The materials' challenges
To make photoelectrodes (light-sensitive electrodes), Professor El Khakani chose titanium oxide (TiO2), a material that is very abundant, chemically stable, and used in many applications including white pigment in paints or sunscreens. Usually, this semiconducting material converts the light energy provided by UV rays into active charges. In order to take advantage of the entire solar spectrum, i.e. visible light in addition to UV, Professor El Khakani had to make the TiO2 films sensitive to visible sunlight. To this end, his team modified titanium oxide on an atomic scale by incorporating nitrogen and tungsten atoms using a plasma process. This doping reduces the photon energy required to trigger PEC in these novel photoelectrodes.
Since the PEC process is genuinely a surface phenomenon, the treatment of a large volume requires a large surface area of the photoelectrodes. For this, Professor El Khakani's team exploited to the advantages of nanostructuring the surface of photoelectrodes. "Instead of having a flat surface, imagine sculpting it on the nanoscale to create valleys and mountains. This increases the active surface available without changing the physical surface. This is called nanostructuring. Thus, the active surface is artificially increased by several thousand times compared to the physical surface. With 1 g of material, active surface areas between 50 and 100 m2 can be achieved—that's about the surface of an apartment," says Professor El Khakani.
New process efficiency and its limits
Once the photoelectrodes were developed and integrated into a PEC reactor, Professor Drogui's team optimized the process. His team first used samples of demineralized water to which atrazine was added.
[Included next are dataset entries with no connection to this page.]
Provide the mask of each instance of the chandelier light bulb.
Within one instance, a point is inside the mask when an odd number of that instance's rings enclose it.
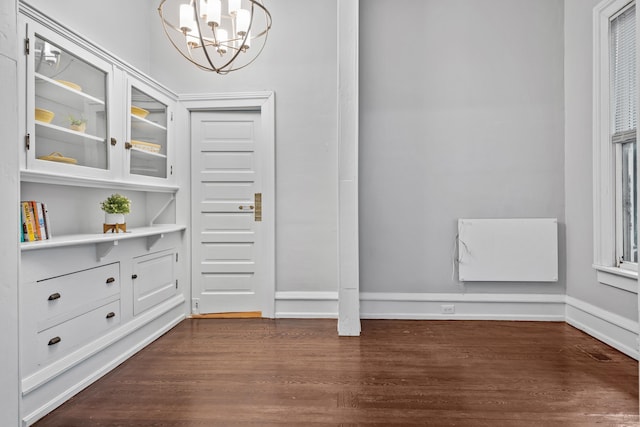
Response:
[[[216,30],[216,36],[218,38],[218,53],[224,55],[227,53],[227,44],[229,44],[229,34],[224,28],[218,28]]]
[[[180,5],[180,30],[186,34],[193,29],[193,8],[189,4]]]
[[[209,0],[207,3],[207,24],[213,28],[220,26],[222,20],[222,3],[220,0]]]
[[[235,15],[241,7],[240,0],[229,0],[229,15]]]
[[[200,18],[207,18],[207,0],[200,0],[200,6],[198,6],[198,12],[200,12]]]
[[[47,64],[55,65],[58,63],[58,58],[60,56],[60,49],[50,45],[47,42],[44,42],[44,48],[42,49],[42,56],[44,58],[44,61]]]
[[[249,31],[249,24],[251,23],[251,12],[247,9],[238,9],[236,12],[236,31],[238,35],[244,37]]]

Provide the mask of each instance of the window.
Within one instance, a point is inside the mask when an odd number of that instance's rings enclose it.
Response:
[[[637,73],[635,1],[605,0],[594,10],[594,266],[603,283],[638,272]]]
[[[618,266],[637,271],[635,21],[635,4],[611,19],[609,79],[616,175],[616,260]]]

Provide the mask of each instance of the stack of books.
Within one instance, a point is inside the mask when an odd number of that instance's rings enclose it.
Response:
[[[22,221],[21,242],[35,242],[51,238],[51,226],[47,205],[34,200],[20,202]]]

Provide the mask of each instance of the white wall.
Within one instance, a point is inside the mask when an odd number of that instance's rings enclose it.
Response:
[[[600,0],[565,0],[567,295],[628,319],[638,299],[598,283],[593,263],[592,16]]]
[[[18,199],[18,88],[17,79],[17,1],[0,2],[0,139],[5,142],[0,156],[0,192],[7,201]],[[13,142],[13,143],[12,143]],[[13,207],[13,208],[12,208]],[[12,203],[0,210],[0,425],[14,426],[20,419],[18,379],[18,209]]]
[[[226,76],[196,69],[158,22],[151,74],[180,94],[275,92],[276,290],[337,291],[336,2],[265,3],[273,29],[248,68]]]
[[[277,289],[336,290],[334,1],[269,1],[265,51],[228,76],[173,51],[158,2],[29,3],[176,92],[275,91]],[[637,319],[636,299],[597,283],[591,268],[596,3],[400,0],[394,9],[409,12],[389,14],[388,2],[363,2],[361,290],[563,294],[566,286]],[[523,216],[560,220],[559,283],[452,279],[457,218]]]
[[[140,71],[149,73],[149,26],[158,15],[156,1],[147,0],[25,0],[113,53]],[[152,7],[153,6],[153,7]],[[155,13],[154,13],[155,12]]]
[[[452,278],[458,218],[554,217],[564,241],[562,1],[389,7],[360,8],[361,290],[563,294],[563,243],[558,283]]]

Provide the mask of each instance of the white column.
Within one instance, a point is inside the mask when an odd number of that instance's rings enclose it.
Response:
[[[338,334],[360,335],[358,250],[359,0],[338,0]]]
[[[5,142],[0,156],[0,188],[7,203],[0,209],[0,425],[20,425],[20,378],[18,377],[18,202],[20,172],[18,147],[17,0],[0,4],[0,75],[8,84],[0,100],[0,137]],[[24,28],[22,29],[24,34]],[[20,92],[24,96],[24,91]]]

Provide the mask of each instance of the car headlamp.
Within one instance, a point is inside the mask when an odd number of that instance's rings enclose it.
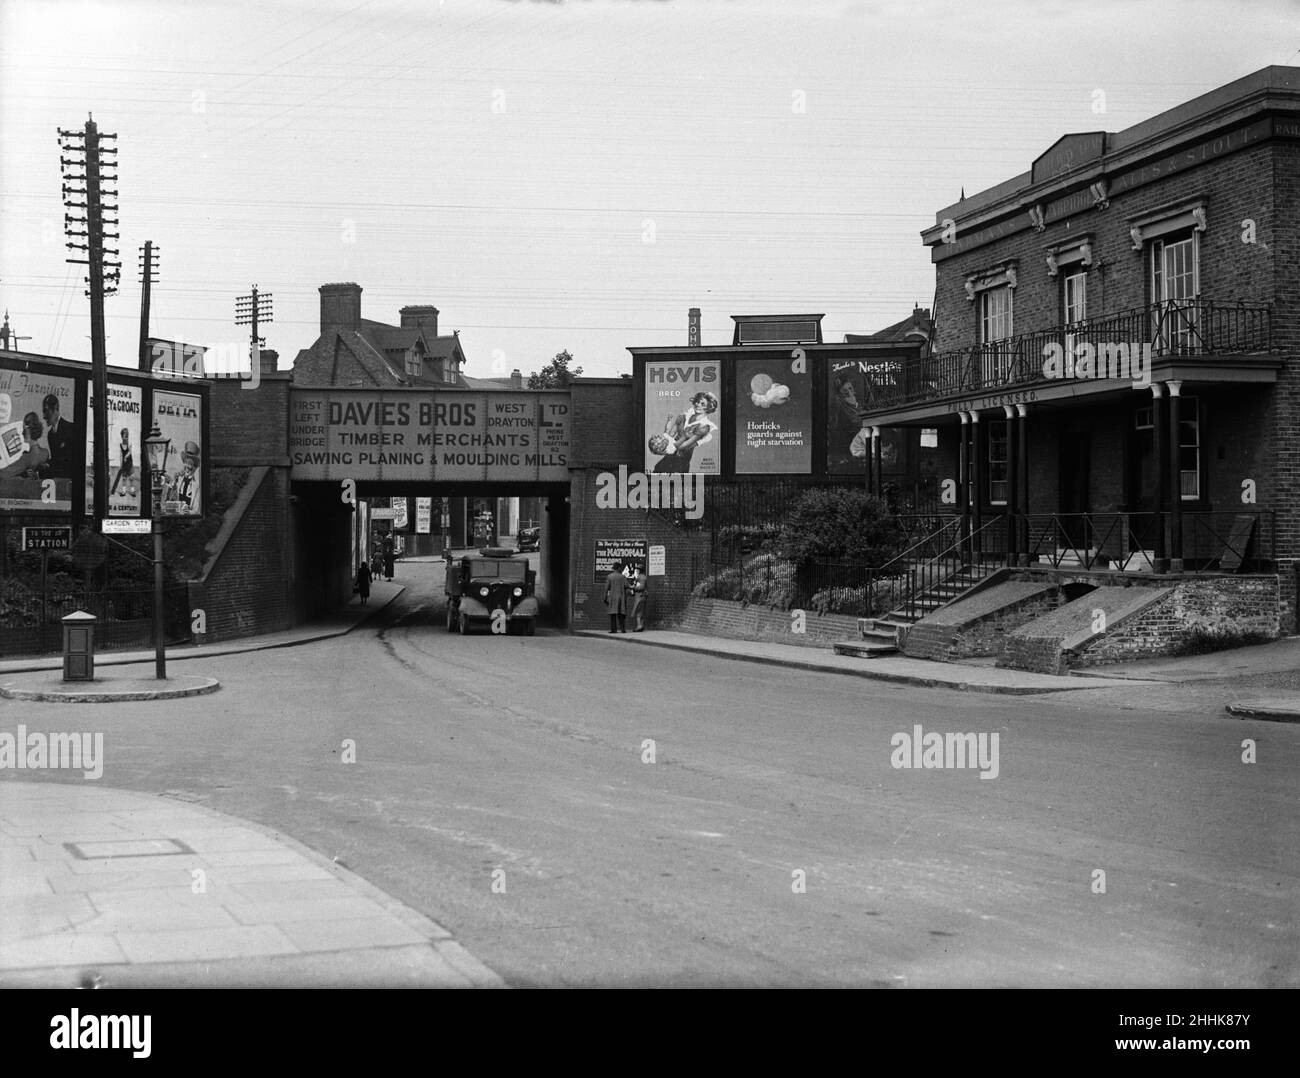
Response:
[[[486,598],[487,598],[488,590],[487,590],[487,588],[485,588],[485,587],[484,587],[484,588],[479,588],[479,589],[478,589],[478,593],[479,593],[480,596],[482,596],[484,599],[486,599]]]
[[[519,596],[523,595],[523,593],[524,593],[524,589],[523,589],[523,588],[515,588],[515,598],[516,598],[516,599],[518,599]]]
PEC with the photoelectrode eliminated about 60 percent of the pesticide after 300 minutes of treatment. Researchers then moved on to real samples of water collected from the Nicolet River (QC, Canada) near areas of intensive corn and soybean agricultures where herbicides are often used.
When using actual water samples, only 8 percent of the atrazine was degraded initially. This low percentage is due to the presence of suspended particles that prevent much of the light from reaching the photoelectrode. In addition, the species present in the solution can attach to the electrode thus reducing its active area. Capitalizing on its expertise in water decontamination, Professor Drogui's team carried out pretreatments based on coagulation and filtration of certain species before applying the PEC approach again. They then succeeded in degrading 38 to 40 percent of atrazine in the real samples.
The treatment efficiency remains relatively low compared to synthetic water because real water contains bicarbonates and phosphates that trap free radicals and prevent them from reacting with atrazine. "Pre-treatment by chemical coagulation helps remove phosphates, but not bicarbonates. Calcium could be added to precipitate them, but we want to minimize the use of chemicals," says Professor Drogui.
According to the authors, their new optimized PEC could be used as a tertiary treatment, after removing suspended particles and coagulable species. However, a pre-industrial demonstration stage is required before thinking about large-scale use. Finally, their process has been used to degrade atrazine, but the two teams continue to work together to address other emerging pollutants and antibiotic residues in water.